"Hey, Oliver, yavaşla!" Aaliyah bağırarak Oliver'ın elini tuttu ve onu durdurdu.
Gök gürültüsü çaktı, şiddetli yağmur her şeyi ıslattı.
"Her şey yoluna girecek," dedi Aaliyah, ona bakarak, "sakin ol..."
"Anlamıyorsun, Aaliyah," diye cevapladı Oliver, ona dönerek, "...Azariah ve Aimar'a bir şey olmadan onları bulmam gerek."
"Çok endişeleniyorsun..."
"Endişelenmiyorum," diye keserek, sesi çaresizlikle doldu, "...ne yaptığımı bilseydin, sen de endişelenirdin."
Arkasını dönüp tekrar ormana koştu, keskin yapraklar derisinin bazı kısımlarını kesiyordu ama umursamadı.
Bakışları adanın merkezine çevrildi, en kötü sonucu düşünerek göğsü endişeyle inip kalkıyordu.
"Oliver!" Aaliyah bağırdı, onu iki eliyle yakaladı, "... Ne yapıyorsun?!"
"Onları bulmaya çalışıyorum!"
"Nasıl?" diye bağırdı kız, ona öfkeyle bakarak, "Tek yaptığın amaçsızca koşmak. Etrafına bak, aptal. Takip edeceğimiz bir yönümüz yok!"

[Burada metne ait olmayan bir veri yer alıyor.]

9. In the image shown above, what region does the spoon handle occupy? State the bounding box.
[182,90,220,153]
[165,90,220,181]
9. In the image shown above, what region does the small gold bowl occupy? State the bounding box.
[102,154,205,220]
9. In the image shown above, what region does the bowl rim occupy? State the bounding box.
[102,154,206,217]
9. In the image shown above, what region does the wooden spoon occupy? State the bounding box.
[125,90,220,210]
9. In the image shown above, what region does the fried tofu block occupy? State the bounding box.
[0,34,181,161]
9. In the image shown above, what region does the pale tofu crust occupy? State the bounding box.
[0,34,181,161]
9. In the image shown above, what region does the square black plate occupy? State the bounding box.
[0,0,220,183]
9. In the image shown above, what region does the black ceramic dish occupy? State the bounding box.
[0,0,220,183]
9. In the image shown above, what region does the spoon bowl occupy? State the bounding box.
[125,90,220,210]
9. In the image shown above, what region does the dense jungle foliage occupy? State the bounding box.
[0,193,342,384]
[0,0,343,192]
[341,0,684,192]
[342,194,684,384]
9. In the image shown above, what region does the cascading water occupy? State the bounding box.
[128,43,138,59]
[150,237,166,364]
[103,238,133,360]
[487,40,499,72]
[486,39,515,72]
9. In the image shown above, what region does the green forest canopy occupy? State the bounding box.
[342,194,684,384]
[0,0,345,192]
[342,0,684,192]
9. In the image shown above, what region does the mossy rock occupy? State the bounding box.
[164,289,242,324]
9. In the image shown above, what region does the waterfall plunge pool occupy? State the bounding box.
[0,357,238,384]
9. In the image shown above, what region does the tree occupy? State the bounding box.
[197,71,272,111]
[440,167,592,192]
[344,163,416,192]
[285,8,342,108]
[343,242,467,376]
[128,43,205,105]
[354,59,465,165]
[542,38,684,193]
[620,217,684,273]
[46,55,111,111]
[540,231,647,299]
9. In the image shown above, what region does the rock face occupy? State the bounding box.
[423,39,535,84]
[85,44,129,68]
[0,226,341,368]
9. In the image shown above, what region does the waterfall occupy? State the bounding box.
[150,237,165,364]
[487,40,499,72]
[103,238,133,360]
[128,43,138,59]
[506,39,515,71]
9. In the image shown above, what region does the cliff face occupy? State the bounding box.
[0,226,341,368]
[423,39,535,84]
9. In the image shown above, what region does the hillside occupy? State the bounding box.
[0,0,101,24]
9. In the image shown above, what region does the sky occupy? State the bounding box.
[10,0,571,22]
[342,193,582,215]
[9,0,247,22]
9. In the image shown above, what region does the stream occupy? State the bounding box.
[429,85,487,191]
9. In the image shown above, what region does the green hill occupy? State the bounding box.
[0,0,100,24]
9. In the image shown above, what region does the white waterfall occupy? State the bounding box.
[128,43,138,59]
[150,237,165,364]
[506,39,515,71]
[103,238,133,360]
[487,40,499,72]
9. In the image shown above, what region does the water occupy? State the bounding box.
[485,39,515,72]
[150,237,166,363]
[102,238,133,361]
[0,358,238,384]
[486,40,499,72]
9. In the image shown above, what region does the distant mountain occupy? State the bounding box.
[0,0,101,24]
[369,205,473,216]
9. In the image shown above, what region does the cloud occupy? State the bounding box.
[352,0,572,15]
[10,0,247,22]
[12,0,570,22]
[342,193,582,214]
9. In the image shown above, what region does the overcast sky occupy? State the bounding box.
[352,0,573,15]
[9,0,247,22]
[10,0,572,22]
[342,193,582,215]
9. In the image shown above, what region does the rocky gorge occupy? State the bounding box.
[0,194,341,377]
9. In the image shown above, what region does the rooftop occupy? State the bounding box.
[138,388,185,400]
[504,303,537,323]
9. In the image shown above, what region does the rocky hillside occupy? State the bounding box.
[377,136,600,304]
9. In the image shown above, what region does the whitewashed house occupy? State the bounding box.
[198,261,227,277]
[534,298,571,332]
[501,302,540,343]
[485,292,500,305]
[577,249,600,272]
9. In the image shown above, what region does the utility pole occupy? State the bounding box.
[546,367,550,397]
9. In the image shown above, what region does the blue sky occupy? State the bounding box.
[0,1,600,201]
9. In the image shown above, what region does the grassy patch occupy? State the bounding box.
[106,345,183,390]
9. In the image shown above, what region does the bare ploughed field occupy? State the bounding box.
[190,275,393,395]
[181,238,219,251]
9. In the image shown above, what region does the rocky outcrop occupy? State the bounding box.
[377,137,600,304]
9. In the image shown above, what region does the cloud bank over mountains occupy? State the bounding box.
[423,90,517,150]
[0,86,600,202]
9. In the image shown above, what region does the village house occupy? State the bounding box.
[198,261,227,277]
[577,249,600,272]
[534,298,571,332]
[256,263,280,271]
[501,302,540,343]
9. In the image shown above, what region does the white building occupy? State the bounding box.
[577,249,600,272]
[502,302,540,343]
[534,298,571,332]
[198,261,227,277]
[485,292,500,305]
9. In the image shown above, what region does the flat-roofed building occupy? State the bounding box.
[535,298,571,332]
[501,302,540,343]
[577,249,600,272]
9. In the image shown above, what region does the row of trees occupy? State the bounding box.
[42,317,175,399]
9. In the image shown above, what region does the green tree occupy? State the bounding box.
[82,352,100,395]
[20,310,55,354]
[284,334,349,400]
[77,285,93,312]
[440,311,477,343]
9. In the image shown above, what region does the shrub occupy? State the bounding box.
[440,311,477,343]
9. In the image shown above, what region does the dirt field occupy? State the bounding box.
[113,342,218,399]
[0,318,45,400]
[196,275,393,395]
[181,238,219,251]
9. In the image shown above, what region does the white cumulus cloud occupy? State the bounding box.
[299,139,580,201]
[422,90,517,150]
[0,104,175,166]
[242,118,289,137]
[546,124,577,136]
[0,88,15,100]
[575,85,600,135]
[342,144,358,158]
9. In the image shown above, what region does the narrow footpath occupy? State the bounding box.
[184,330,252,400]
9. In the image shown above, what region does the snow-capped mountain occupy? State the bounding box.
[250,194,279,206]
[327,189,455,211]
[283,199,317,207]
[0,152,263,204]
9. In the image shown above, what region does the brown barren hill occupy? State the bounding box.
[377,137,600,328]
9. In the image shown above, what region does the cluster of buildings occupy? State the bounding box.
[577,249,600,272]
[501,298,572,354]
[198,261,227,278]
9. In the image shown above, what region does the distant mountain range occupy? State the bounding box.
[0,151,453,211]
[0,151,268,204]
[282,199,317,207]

"Kapa çeneni, seni aptal kadın!"
Aaliyah ona yaklaştı ve yanağına bir tokat attı.
Kafası yana doğru savruldu, beklenmedik acıdan zihni uyuştu.
"Lütfen sakin ol Oliver, beni korkutuyorsun," diye mırıldandı ve kollarını onun beline dolayarak başını göğsüne gömdü.

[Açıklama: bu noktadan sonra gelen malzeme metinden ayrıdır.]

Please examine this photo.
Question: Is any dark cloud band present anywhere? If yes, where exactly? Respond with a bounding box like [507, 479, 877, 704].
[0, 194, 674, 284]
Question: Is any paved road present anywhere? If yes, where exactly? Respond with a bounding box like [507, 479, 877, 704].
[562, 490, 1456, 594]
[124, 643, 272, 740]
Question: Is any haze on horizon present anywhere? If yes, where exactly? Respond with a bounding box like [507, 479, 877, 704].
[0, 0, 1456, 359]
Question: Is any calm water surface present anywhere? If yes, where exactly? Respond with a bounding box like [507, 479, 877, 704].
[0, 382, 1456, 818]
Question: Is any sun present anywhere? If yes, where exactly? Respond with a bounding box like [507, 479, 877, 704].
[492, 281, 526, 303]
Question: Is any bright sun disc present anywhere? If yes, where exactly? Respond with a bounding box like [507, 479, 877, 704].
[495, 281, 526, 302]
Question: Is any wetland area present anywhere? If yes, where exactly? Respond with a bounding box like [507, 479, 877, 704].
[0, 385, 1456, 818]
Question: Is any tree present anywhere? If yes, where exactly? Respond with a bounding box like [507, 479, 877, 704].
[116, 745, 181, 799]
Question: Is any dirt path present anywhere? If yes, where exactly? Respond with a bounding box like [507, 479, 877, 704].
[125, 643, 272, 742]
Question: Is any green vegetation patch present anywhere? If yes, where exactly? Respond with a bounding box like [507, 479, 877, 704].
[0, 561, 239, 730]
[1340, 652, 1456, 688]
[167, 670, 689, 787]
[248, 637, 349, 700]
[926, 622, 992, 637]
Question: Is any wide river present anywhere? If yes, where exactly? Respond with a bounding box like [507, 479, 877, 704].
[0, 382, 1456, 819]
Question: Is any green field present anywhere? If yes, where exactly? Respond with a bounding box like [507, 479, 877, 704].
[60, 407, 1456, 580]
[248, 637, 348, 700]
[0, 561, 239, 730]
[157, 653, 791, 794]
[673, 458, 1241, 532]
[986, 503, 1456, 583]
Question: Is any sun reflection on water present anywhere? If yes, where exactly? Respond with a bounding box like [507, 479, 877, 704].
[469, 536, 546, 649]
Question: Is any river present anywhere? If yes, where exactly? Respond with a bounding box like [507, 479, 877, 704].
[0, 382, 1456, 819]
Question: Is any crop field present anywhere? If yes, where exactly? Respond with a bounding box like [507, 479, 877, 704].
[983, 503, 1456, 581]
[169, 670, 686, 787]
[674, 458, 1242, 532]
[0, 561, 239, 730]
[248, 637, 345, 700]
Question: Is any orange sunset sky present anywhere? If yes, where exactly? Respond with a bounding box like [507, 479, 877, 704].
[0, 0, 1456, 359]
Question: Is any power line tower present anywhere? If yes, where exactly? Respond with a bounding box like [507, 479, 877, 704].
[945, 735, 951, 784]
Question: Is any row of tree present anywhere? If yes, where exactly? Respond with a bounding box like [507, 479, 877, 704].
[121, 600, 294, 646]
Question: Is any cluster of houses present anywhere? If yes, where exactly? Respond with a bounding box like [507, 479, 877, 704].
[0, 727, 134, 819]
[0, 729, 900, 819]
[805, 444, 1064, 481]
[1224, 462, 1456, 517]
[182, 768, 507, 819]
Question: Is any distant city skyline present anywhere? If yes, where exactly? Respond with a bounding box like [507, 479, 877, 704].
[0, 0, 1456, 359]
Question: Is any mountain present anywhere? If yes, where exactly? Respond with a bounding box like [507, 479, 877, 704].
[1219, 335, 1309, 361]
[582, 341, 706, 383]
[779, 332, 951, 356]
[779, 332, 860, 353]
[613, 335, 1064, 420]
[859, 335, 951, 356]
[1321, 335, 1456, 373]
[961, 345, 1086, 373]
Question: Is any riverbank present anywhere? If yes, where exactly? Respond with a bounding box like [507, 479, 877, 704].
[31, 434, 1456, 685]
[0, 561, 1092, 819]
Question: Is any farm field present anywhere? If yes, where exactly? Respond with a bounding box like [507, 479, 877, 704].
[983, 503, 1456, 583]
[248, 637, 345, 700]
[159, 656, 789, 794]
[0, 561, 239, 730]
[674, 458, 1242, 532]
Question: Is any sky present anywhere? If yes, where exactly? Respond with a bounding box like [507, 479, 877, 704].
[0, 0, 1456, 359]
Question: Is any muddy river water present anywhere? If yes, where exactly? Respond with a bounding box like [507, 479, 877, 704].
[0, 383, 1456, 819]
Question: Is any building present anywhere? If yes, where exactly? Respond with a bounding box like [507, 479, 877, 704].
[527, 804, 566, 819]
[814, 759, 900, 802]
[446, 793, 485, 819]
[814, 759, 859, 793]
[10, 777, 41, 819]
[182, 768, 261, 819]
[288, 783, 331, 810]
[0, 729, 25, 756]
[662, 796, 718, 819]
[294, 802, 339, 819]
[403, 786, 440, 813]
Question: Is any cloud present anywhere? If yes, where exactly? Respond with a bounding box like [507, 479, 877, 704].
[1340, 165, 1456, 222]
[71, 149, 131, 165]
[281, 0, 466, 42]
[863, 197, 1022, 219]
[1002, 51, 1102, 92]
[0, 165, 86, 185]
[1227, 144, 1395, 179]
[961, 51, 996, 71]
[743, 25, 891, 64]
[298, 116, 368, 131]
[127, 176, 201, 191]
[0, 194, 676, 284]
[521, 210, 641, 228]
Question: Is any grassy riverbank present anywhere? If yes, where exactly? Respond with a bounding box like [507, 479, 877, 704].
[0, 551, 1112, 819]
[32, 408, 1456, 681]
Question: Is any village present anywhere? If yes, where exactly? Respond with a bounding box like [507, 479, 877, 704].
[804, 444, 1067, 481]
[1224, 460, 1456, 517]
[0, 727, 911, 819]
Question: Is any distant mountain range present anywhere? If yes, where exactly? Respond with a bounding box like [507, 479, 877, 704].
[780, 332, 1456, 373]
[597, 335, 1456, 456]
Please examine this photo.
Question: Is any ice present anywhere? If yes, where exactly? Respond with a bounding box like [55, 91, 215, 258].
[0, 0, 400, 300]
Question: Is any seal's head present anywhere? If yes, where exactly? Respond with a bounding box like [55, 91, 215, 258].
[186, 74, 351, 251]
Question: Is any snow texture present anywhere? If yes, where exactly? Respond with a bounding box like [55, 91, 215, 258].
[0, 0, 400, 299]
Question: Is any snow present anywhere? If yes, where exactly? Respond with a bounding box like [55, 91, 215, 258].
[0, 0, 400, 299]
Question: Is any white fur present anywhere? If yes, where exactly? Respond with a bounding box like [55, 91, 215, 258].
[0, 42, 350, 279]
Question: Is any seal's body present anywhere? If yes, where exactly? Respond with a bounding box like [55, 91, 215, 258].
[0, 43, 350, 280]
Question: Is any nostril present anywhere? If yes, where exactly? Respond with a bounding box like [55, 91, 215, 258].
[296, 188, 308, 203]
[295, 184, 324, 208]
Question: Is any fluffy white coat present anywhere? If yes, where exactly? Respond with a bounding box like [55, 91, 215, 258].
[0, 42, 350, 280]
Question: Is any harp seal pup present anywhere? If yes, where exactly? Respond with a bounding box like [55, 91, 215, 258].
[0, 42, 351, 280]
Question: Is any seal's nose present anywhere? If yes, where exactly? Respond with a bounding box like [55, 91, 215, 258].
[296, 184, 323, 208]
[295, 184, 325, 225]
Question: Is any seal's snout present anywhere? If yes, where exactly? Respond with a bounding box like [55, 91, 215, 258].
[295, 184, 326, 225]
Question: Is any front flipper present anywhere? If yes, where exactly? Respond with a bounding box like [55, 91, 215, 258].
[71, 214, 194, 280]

"Bana tokat attıktan sonra bu pek geçerli görünmüyor," diye mırıldandı Oliver, başını sallayarak.
Aaliyah nazikçe ellerini çözdü ve bir adım geri çekildi. "Sakinleştiysen, şimdi ne yapacağımızı konuşalım mı?"
"...Az ve Aimar'ı bulmalıyız," diye homurdandı Oliver, merkeze bakarak, "...Bunu çok fazla geciktirebileceğimizi sanmıyorum."

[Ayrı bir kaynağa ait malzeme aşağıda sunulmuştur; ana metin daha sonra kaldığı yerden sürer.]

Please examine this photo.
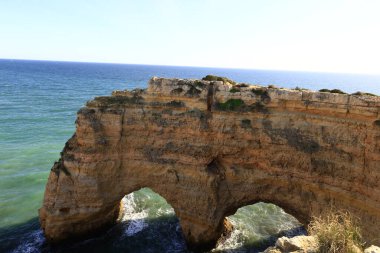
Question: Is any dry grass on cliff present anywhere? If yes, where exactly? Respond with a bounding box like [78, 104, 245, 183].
[308, 211, 363, 253]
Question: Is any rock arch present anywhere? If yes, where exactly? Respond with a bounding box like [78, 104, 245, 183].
[40, 78, 380, 251]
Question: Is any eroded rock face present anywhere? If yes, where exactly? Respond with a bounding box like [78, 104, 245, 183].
[40, 78, 380, 251]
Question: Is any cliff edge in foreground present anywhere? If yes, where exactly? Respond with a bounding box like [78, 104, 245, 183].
[40, 77, 380, 249]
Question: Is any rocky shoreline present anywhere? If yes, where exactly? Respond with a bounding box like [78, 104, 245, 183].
[39, 77, 380, 249]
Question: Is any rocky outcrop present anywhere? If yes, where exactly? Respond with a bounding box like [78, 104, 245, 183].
[364, 245, 380, 253]
[263, 235, 320, 253]
[40, 78, 380, 251]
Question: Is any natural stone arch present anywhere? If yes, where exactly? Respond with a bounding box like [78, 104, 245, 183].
[40, 78, 380, 251]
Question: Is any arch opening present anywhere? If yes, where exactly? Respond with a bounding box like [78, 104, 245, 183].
[43, 188, 188, 253]
[213, 202, 307, 252]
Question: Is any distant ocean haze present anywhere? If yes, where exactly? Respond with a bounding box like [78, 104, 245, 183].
[0, 60, 380, 252]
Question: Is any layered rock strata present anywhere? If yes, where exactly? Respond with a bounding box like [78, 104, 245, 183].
[40, 78, 380, 251]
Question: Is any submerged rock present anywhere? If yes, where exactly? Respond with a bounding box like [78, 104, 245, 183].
[276, 235, 318, 253]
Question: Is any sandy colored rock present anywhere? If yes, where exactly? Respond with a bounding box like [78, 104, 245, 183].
[40, 78, 380, 249]
[263, 247, 282, 253]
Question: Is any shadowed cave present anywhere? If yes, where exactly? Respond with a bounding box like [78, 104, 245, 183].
[49, 188, 305, 253]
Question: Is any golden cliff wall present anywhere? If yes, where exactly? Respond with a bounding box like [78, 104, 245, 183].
[40, 78, 380, 251]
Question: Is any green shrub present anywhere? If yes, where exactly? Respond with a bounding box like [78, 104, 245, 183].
[241, 119, 251, 128]
[230, 87, 240, 93]
[308, 211, 363, 253]
[293, 86, 309, 91]
[251, 88, 268, 96]
[194, 80, 206, 88]
[235, 83, 249, 88]
[202, 75, 236, 84]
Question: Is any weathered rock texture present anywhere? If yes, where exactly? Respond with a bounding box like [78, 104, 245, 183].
[40, 78, 380, 251]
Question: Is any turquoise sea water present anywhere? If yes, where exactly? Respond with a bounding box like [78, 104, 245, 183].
[0, 60, 380, 252]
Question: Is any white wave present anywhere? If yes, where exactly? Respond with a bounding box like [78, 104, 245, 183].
[120, 193, 148, 236]
[12, 229, 45, 253]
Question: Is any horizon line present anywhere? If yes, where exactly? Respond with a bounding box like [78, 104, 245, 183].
[0, 58, 380, 76]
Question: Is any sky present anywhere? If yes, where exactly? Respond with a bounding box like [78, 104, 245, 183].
[0, 0, 380, 74]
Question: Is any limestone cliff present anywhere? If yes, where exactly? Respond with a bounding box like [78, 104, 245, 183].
[40, 78, 380, 251]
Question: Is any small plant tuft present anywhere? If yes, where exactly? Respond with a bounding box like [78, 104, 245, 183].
[293, 86, 309, 91]
[319, 89, 347, 94]
[230, 87, 240, 93]
[194, 80, 206, 88]
[241, 119, 251, 128]
[202, 75, 236, 84]
[351, 91, 377, 97]
[235, 83, 249, 88]
[308, 211, 363, 253]
[251, 89, 268, 96]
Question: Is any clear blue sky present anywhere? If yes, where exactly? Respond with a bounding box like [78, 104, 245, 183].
[0, 0, 380, 74]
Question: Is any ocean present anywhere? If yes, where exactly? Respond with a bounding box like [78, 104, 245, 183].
[0, 60, 380, 252]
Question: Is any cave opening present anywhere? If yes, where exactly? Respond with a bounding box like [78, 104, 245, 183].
[214, 202, 307, 252]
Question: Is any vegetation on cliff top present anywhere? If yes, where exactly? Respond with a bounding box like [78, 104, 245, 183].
[319, 89, 347, 94]
[202, 75, 236, 84]
[308, 211, 363, 253]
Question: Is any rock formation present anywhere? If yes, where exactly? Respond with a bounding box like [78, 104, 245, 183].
[40, 78, 380, 251]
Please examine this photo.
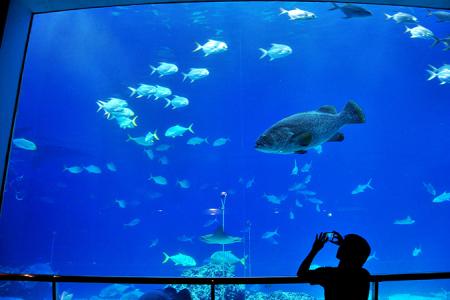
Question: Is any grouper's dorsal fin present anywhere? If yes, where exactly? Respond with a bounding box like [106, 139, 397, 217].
[317, 105, 337, 115]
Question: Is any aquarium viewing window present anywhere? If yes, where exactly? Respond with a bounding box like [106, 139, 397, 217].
[0, 2, 450, 299]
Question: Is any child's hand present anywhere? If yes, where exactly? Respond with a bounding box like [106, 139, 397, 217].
[312, 232, 328, 252]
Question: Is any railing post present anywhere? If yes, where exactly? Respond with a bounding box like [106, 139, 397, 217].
[372, 279, 379, 300]
[52, 276, 58, 300]
[211, 279, 216, 300]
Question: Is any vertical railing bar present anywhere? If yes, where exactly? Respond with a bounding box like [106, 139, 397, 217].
[373, 280, 378, 300]
[52, 277, 58, 300]
[211, 280, 216, 300]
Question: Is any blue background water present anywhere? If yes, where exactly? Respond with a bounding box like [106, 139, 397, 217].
[0, 3, 450, 298]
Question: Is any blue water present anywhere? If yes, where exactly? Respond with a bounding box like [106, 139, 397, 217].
[0, 2, 450, 298]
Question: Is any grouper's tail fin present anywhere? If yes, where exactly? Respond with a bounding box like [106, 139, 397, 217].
[341, 101, 366, 124]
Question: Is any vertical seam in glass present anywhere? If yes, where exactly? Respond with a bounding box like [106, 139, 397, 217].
[0, 12, 34, 215]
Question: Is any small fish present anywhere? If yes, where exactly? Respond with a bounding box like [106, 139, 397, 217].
[280, 8, 316, 21]
[106, 162, 117, 172]
[427, 65, 450, 85]
[162, 252, 197, 267]
[193, 40, 228, 56]
[186, 136, 209, 146]
[153, 85, 172, 100]
[144, 149, 155, 160]
[13, 138, 37, 151]
[164, 95, 189, 109]
[422, 182, 436, 196]
[405, 25, 440, 47]
[123, 218, 141, 227]
[148, 238, 159, 248]
[63, 166, 84, 174]
[150, 62, 178, 77]
[128, 84, 156, 99]
[289, 182, 306, 192]
[177, 234, 194, 243]
[148, 175, 167, 185]
[259, 44, 292, 61]
[203, 218, 218, 227]
[352, 178, 374, 195]
[412, 247, 422, 257]
[291, 159, 298, 176]
[394, 216, 416, 225]
[261, 228, 280, 239]
[300, 162, 312, 173]
[155, 144, 172, 152]
[213, 138, 230, 147]
[433, 192, 450, 203]
[165, 124, 194, 138]
[263, 193, 287, 204]
[384, 12, 417, 24]
[177, 179, 191, 189]
[289, 210, 295, 220]
[127, 135, 154, 147]
[144, 129, 159, 144]
[159, 156, 169, 166]
[245, 177, 255, 189]
[182, 68, 209, 83]
[367, 251, 378, 261]
[255, 101, 365, 154]
[115, 200, 127, 208]
[329, 3, 372, 19]
[84, 165, 102, 174]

"Tamam," Aaliyah başını salladı, "...Onları bulmanın bir yolu var mı?"
"Küçük Grey," diye mırıldandı Oliver, çenesini ovuşturarak, "O onları bulabilir."
Dövmeyle süslenmiş koluna bakarak, onun ortaya çıkmasını istedi.
Beyaz bir küme ortaya çıktı ve gri bir kediye dönüştü.
"Miyav~."
Kedi omzuna atladı ve tembelce boynuna dolandı.
"Hey, bunun için vaktimiz yok," diye homurdandı Oliver, kediyi yakalayıp önüne koydu, "Aimar ve Azariah'ı bulabilir misin?" diye sordu.
Kedi başını eğdi, masumca gözlerini kırpıştırdı. Başını hareket ettirerek onun sözlerine onay verdi.
"Tatlı," Oliver gülümsedi ve kediyi yere bıraktı, "...Şimdi, lütfen bunu yapar mısın?"
Kedi burnunu yere yaklaştırıp kokladıktan sonra yakındaki bir ağaca atladı.
"Gidelim," dedi Oliver, kedi bir ağaçtan diğerine atlarken.
Bir süre kedinin peşinden gittiler, bakışları etrafta dolaşıyordu, ormandaki karanlık neredeyse hiçbir şeyi görünür kılmazdı.
Yağmurun yere çarpıp birikmesi, ormandaki diğer sesleri bastırıyordu.
"Ha?"
Oliver aniden durdu ve etrafına bakındı.
"Ne oldu?" diye sordu Aaliyah endişeyle.
Oliver parmağını dudaklarına koydu.
Sessizlik yeniden hakim oldu.
Ve o ses tekrar geldi. Bir çığlık.
Gerçekten bir çığlık mıydı yoksa halüsinasyon mu görüyordu?
Başka bir çığlık. Bu seferki kesinlikle gerçekti.
Ağaç dallarının arasından bakarak ormanı taradı ve kaynağını aradı.
Çok karanlıktı.
"İmdat!" diye bir ses karanlıktan geldi.
"Hey, Aaliyah!" Oliver bağırdı ve kız dönüp sesin geldiği yere doğru koştu.
"O ses!" Aaliyah ona bakarak bağırdı, "Bu sesi tanıyorum."
"Ne?" Oliver kaşlarını çattı, yüzü ciddileşti ve onun yanından koşarak geçti.
"İm—!"
Ses bir kez daha duyuldu, ama yarıda kesildi.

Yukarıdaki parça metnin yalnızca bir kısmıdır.